Turing was a gay man in a time when, in the UK, it was illegal to be gay. In 1952, he was charged with “gross indecency”. At his trial, Turing pleaded guilty, insisting that he saw nothing wrong with his actions. He was duly convicted and offered the choice between prison or probation with a course of the hormone stilboestrol for a year: a so-called “chemical castration”.
The “treatment” was designed to reduce libido and had the effect of rendering Turing impotent and causing him to grow breasts. If this were not humiliation enough, his conviction also meant that Turing’s security clearance was revoked. As a consequence, he was barred from continuing the consultancy work for Government Communication Headquarters that had grown from his war-time codebreaking successes.

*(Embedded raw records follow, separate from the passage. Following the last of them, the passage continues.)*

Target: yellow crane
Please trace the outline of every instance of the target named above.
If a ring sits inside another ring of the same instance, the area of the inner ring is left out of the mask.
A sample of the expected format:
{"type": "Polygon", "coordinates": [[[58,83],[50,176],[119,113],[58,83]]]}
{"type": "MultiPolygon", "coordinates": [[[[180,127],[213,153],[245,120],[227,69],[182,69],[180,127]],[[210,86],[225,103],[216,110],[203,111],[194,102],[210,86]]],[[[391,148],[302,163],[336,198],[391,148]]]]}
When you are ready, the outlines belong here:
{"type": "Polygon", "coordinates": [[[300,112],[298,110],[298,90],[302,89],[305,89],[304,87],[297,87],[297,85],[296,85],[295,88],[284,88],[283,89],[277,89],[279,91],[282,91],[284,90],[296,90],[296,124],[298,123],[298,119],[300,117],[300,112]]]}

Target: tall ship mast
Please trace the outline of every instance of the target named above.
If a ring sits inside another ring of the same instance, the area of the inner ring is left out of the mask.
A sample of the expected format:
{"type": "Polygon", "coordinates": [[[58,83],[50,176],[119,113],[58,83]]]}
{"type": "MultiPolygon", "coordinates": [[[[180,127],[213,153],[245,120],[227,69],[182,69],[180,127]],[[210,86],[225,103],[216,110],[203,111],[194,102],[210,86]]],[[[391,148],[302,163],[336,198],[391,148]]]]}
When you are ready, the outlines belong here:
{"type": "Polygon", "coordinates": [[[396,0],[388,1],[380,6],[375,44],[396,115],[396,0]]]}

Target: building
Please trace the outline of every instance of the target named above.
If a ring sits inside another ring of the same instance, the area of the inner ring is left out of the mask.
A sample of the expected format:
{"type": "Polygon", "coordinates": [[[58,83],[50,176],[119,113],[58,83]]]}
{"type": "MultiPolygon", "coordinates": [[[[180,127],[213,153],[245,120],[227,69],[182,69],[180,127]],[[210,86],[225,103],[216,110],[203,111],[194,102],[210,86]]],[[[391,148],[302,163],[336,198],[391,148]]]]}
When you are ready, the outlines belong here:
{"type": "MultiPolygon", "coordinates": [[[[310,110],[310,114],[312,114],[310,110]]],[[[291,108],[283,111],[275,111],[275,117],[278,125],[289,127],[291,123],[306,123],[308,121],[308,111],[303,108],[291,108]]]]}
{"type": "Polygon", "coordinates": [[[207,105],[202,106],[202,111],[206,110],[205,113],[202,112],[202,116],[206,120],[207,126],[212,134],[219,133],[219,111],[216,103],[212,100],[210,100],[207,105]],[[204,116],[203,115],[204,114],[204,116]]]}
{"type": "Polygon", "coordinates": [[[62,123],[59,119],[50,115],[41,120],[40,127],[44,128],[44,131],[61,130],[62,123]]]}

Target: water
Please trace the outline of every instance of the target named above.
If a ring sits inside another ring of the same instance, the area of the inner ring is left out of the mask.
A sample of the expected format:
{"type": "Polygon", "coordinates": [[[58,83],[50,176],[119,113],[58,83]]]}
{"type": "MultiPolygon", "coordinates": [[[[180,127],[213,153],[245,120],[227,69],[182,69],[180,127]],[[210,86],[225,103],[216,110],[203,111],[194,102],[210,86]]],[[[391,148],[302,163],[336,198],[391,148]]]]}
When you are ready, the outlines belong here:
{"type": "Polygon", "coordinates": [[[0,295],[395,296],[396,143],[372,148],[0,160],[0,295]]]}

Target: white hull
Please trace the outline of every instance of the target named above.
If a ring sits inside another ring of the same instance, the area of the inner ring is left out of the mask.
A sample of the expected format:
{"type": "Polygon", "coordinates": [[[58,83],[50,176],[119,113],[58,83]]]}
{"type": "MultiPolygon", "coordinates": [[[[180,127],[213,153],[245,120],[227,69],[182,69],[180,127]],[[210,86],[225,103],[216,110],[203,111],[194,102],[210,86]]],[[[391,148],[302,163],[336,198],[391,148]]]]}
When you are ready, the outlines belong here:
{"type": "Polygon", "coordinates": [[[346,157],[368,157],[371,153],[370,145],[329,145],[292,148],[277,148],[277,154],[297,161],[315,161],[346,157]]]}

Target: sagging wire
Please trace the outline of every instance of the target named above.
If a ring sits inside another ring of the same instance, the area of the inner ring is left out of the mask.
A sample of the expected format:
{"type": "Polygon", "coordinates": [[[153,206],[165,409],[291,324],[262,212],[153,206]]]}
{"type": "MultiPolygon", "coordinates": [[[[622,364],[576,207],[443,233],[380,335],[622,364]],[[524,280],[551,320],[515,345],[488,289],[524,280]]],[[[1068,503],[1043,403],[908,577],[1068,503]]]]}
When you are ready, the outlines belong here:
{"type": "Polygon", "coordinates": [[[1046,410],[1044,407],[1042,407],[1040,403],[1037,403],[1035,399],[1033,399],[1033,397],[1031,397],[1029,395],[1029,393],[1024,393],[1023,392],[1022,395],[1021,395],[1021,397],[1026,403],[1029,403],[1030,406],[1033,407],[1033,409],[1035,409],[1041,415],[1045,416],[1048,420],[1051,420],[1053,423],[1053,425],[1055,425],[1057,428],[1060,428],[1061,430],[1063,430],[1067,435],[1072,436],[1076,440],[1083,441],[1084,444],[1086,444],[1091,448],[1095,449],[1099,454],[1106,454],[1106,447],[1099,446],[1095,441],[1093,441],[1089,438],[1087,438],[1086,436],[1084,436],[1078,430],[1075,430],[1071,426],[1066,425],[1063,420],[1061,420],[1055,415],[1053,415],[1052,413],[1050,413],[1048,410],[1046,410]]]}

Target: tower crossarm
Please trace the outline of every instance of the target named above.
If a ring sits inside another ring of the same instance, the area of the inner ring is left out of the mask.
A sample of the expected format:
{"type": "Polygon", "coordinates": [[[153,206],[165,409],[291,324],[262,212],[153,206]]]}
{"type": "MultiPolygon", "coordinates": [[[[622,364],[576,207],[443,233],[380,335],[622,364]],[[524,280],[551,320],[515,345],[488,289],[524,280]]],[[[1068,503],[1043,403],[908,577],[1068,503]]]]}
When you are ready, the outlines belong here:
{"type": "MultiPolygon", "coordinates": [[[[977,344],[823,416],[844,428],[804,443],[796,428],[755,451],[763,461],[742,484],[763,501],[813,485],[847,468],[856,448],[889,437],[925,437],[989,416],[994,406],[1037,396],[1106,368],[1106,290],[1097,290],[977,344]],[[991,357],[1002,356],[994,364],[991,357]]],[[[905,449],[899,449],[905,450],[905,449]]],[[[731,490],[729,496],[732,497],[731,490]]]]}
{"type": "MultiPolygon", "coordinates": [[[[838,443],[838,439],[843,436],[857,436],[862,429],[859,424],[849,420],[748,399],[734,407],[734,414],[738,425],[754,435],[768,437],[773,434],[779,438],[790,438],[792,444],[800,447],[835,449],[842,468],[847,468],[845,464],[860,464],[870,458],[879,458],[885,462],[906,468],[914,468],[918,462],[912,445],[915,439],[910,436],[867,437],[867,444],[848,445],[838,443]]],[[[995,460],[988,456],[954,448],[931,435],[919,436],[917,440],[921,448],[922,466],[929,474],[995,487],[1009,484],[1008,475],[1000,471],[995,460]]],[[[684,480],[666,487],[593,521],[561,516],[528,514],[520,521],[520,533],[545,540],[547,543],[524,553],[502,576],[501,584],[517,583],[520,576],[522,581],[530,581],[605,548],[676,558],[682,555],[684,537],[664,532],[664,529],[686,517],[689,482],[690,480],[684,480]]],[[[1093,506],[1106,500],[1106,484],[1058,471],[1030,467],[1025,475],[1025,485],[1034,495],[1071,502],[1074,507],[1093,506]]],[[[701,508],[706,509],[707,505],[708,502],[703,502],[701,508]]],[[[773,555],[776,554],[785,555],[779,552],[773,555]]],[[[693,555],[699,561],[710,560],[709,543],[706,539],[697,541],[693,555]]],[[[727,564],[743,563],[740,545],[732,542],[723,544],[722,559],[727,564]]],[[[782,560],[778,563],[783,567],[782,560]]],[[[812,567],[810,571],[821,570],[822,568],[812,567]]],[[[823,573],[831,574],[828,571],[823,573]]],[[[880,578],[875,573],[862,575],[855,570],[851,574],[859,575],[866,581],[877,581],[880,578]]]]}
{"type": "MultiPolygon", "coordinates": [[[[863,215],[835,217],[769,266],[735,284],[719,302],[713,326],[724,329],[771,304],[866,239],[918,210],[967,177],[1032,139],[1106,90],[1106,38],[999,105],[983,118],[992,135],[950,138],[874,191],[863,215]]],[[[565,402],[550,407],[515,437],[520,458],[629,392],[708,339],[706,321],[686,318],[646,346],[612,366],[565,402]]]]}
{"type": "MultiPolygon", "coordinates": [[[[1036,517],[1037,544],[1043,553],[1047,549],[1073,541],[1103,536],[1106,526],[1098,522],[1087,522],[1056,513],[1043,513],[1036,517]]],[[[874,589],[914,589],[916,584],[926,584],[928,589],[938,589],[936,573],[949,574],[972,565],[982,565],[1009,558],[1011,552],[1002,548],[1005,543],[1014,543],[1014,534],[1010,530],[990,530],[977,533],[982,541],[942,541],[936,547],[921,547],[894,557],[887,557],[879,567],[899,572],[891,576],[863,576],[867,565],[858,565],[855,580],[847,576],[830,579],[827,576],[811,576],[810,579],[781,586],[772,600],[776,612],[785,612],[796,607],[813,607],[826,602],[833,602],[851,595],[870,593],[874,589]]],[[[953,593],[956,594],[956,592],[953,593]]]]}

On June 7, 1954, Turing died of cyanide poisoning. Next to his bed lay a half-eaten apple. It was speculated (since Snow White was one of Turing’s favourite fairy tales) that he had laced the fruit with cyanide before consuming his own “poisoned apple”. The inquest into his death recorded a verdict of suicide.
In 2009, then prime minister Gordon Brown, apologised on behalf of the British government for the appalling way Turing was treated and in 2013 Turing received a posthumous royal pardon. In 2017, the Alan Turing law came into force, retrospectively pardoning all men convicted of “gross indecency” for acts no longer considered offences.
In light of his war heroism, his scientific prowess, his technological foresight, his far-reaching computational influence and his stoicism in the face of injustice, the question is not “Why should Alan Turing feature on the new £50 note?” but rather, “How can we ignore this British icon any longer?”